La monaie est frappée comme ce sceau. C'est dans cet histoire du sacrifice d'Abraham let puis dans l'expression « il pour oeil » que se trouve la mot « argent » Ce n'est pas un thème très souvent employé et il n'y a guère que la Danaé du Titien qui puisse le rende aussi spectaculaire. Jean-Michel Bouhours s'est ingénié à retrace l'histoire de la monnaie depuis les temps anciens et nous fournit dans ce catalogue des exemples plutôt rares. Il inclut le culte du Veau d'or et d'autres métamorphoses formelles et symboliques qui ont fini par conduire à la monnaie telle que nous la connaissons, puis à l'usage de l'assignat et du billet de banque. L'Allégorie de la Foi et du mépris des richesses de Simon Vouet (vers 1640) est une manifestation assez peu répandue de la condamnation de l'ostentation des biens matériels. Malheureusement, son raisonnement historique est un peu maigre et elliptique. On aurait pu se pencher sur les origines de la Réforme et de la vente des indulgences qui a tant outré Martin Luther et qui a été une des causes de la Réforme. Il se développe un sujet : La parabole des mauvais riches.L'avarice est parfois stigmatisée, comme c'est le cas dans le tableau de Matias Storner. Le XVIIe siècle privilégie ces thèmes de caractère moral.
En ce qui concerne le XXe siècle, les artistes ont jeté leur dévolu sur le jeu, comme c'est le cas de Marcel Duchamp dans Obligation pour la roulette de Monte Carlo (1924) ou pour Jetons de casino de plexiglas d'Arman (1987).
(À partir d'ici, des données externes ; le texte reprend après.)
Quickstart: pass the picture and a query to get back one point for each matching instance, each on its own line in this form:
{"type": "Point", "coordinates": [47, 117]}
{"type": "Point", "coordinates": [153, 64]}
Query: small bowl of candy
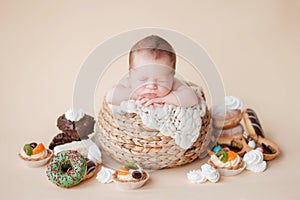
{"type": "Point", "coordinates": [35, 154]}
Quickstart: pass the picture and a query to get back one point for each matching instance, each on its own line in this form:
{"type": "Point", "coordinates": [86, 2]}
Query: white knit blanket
{"type": "Point", "coordinates": [183, 124]}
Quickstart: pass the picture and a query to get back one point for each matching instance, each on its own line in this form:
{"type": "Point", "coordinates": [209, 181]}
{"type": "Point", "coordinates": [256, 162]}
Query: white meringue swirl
{"type": "Point", "coordinates": [105, 175]}
{"type": "Point", "coordinates": [74, 115]}
{"type": "Point", "coordinates": [255, 162]}
{"type": "Point", "coordinates": [94, 154]}
{"type": "Point", "coordinates": [233, 103]}
{"type": "Point", "coordinates": [210, 173]}
{"type": "Point", "coordinates": [196, 176]}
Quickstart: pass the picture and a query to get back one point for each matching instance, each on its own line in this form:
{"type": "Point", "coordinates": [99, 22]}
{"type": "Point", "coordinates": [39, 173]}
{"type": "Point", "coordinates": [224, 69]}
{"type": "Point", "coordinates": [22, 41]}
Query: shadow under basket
{"type": "Point", "coordinates": [126, 139]}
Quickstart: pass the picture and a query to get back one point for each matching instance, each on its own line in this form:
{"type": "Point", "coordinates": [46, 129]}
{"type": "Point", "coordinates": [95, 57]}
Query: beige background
{"type": "Point", "coordinates": [255, 45]}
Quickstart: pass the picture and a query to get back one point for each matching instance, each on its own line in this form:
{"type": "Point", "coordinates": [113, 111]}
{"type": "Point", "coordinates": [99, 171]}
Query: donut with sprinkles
{"type": "Point", "coordinates": [66, 169]}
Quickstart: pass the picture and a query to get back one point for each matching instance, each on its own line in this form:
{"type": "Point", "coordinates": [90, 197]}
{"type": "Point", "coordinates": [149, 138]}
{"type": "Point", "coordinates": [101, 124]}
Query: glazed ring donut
{"type": "Point", "coordinates": [66, 169]}
{"type": "Point", "coordinates": [227, 135]}
{"type": "Point", "coordinates": [230, 120]}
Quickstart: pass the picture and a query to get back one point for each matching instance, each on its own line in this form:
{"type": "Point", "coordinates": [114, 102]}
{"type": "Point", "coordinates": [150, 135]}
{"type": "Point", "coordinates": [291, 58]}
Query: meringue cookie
{"type": "Point", "coordinates": [233, 103]}
{"type": "Point", "coordinates": [210, 173]}
{"type": "Point", "coordinates": [94, 154]}
{"type": "Point", "coordinates": [74, 115]}
{"type": "Point", "coordinates": [196, 176]}
{"type": "Point", "coordinates": [105, 175]}
{"type": "Point", "coordinates": [254, 161]}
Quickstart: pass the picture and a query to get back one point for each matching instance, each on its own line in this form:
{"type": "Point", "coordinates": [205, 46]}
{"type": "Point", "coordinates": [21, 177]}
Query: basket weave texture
{"type": "Point", "coordinates": [126, 139]}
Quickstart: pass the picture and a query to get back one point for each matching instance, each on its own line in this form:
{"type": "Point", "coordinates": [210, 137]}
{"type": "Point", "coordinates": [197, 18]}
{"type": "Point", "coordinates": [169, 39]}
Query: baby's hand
{"type": "Point", "coordinates": [152, 102]}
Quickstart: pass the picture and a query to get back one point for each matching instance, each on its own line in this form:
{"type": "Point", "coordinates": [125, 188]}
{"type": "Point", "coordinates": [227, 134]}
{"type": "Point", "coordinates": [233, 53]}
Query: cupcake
{"type": "Point", "coordinates": [131, 176]}
{"type": "Point", "coordinates": [227, 162]}
{"type": "Point", "coordinates": [75, 126]}
{"type": "Point", "coordinates": [35, 155]}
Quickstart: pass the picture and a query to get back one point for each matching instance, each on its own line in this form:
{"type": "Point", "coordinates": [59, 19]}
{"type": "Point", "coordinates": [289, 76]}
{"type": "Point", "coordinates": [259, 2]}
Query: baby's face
{"type": "Point", "coordinates": [151, 78]}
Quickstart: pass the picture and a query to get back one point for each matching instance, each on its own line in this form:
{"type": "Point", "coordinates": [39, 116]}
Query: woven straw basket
{"type": "Point", "coordinates": [125, 138]}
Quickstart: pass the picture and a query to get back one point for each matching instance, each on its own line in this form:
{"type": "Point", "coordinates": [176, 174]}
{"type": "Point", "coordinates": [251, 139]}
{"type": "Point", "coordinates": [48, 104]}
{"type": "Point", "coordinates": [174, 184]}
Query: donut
{"type": "Point", "coordinates": [231, 119]}
{"type": "Point", "coordinates": [255, 132]}
{"type": "Point", "coordinates": [252, 124]}
{"type": "Point", "coordinates": [227, 135]}
{"type": "Point", "coordinates": [67, 168]}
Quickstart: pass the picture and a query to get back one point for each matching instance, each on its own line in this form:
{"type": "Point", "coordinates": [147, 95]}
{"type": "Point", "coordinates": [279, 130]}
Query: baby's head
{"type": "Point", "coordinates": [152, 63]}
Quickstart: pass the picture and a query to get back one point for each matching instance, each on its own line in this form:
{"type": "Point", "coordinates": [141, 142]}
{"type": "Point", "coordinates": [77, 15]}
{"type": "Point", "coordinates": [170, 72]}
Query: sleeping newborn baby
{"type": "Point", "coordinates": [150, 90]}
{"type": "Point", "coordinates": [151, 78]}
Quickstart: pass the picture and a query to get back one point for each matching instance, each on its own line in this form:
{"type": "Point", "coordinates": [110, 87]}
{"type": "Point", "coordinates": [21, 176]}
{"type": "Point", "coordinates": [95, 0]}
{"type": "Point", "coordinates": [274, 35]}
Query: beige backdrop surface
{"type": "Point", "coordinates": [255, 44]}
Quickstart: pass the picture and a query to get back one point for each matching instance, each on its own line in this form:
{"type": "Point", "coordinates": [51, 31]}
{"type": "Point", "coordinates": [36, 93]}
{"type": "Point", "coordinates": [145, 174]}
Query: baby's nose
{"type": "Point", "coordinates": [151, 85]}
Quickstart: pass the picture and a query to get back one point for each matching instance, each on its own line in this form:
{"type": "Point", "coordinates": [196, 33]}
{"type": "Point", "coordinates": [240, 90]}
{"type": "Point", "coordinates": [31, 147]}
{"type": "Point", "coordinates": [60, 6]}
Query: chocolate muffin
{"type": "Point", "coordinates": [83, 127]}
{"type": "Point", "coordinates": [75, 125]}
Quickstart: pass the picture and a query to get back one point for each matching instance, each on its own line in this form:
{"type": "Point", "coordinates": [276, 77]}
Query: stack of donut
{"type": "Point", "coordinates": [227, 121]}
{"type": "Point", "coordinates": [238, 136]}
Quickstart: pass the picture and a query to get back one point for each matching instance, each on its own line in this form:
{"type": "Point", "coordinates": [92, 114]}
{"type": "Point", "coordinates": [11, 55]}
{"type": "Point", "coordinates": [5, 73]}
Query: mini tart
{"type": "Point", "coordinates": [130, 176]}
{"type": "Point", "coordinates": [228, 170]}
{"type": "Point", "coordinates": [49, 154]}
{"type": "Point", "coordinates": [37, 162]}
{"type": "Point", "coordinates": [144, 177]}
{"type": "Point", "coordinates": [131, 184]}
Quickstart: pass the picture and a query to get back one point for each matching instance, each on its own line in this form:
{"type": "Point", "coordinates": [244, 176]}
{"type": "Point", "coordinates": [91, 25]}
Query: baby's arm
{"type": "Point", "coordinates": [182, 95]}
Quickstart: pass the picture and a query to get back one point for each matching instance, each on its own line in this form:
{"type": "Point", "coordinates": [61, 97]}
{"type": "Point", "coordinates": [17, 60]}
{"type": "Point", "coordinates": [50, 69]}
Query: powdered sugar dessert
{"type": "Point", "coordinates": [105, 175]}
{"type": "Point", "coordinates": [131, 176]}
{"type": "Point", "coordinates": [196, 176]}
{"type": "Point", "coordinates": [254, 161]}
{"type": "Point", "coordinates": [227, 162]}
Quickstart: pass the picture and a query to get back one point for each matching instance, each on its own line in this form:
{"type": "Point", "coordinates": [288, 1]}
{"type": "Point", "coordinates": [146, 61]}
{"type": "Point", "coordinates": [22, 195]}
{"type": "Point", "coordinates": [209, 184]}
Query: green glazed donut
{"type": "Point", "coordinates": [66, 169]}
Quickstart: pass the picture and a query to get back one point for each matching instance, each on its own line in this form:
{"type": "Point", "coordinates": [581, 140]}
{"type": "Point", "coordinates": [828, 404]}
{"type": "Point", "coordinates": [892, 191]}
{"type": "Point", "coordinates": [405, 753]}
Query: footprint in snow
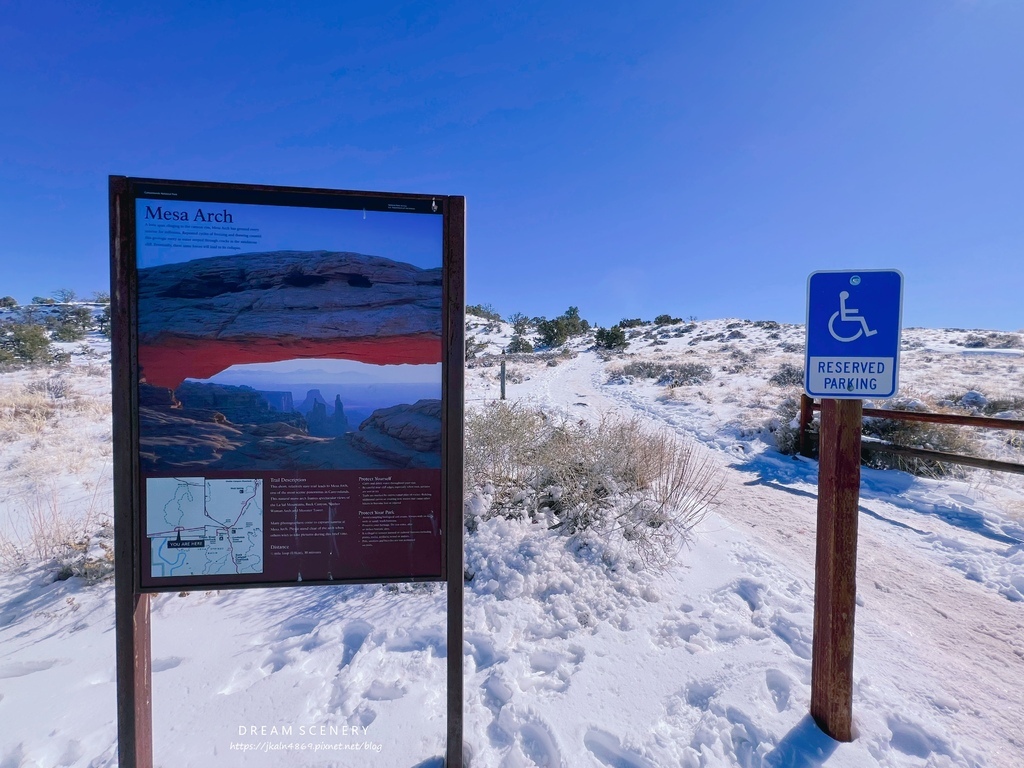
{"type": "Point", "coordinates": [379, 691]}
{"type": "Point", "coordinates": [355, 635]}
{"type": "Point", "coordinates": [605, 748]}
{"type": "Point", "coordinates": [779, 686]}
{"type": "Point", "coordinates": [20, 669]}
Le problème est ici que s'accumulent des sujets de tous les genres dans des domaines qui ne sont pas liés aux arts plastiques, comme L'Argent d'Emile Zola. Sinon, il faut inclure les Portraits à la bourse d'Edgar Degas (1878-1879) ou s'égarer dans les écrits des futuristes, tel Pesi, misure e prezzi del genio artistico rédigé par Emilio Settimelli et Bruno Corra en 1914.
Et il faut se souvenir de portrait-charge D'Adolf Hitler par John Heartfield -, Adolf, der übermensch (1932). Après la guerre, pas mal de créateurs se sont interrogés sur la question de l'argent, de manière très directe comme Andy Warhol, avec ses billets verts transformés et accumulés, comme René Magritte qui a imaginé son propre billet de banque, comme Raoul Haussmann, dans son collage Berlin-Dresde de 1921, comme Man Ray avec sa Tirelire de 1969, comme Yves Klein, avec sa performance et les objets qui y appartiennent dans Cession d'une zone de sensibilité picturale immatérielle (1962), sans parler de ses tableaux, Valeurs or de 1960. Marcel Broadhaers a sérigraphiés des d'or en 1972 dans Museum-Museum et a réalisé 100/100 % Ordre de Bourse - La Banque en 1967. Quant à Hans Haacke, il a signé en 1986 une installation baptisée Broken R.M..Et Salvator Dalì est immortalisé comme Avida Dollar dans plusieurs compositions de ¨Philippe Halsman en 1954 et le voyage se termine avec Jacques Villeglé, Claes Oldenburg, Arman, Ben, Robert Filliou et surtout Joseph Beuys, qui a longuement disserté sur la question en ne cessant de remettre en cause les fondements théoriques (plus ou moins truqués) de ce que l'argent autorise comme transaction.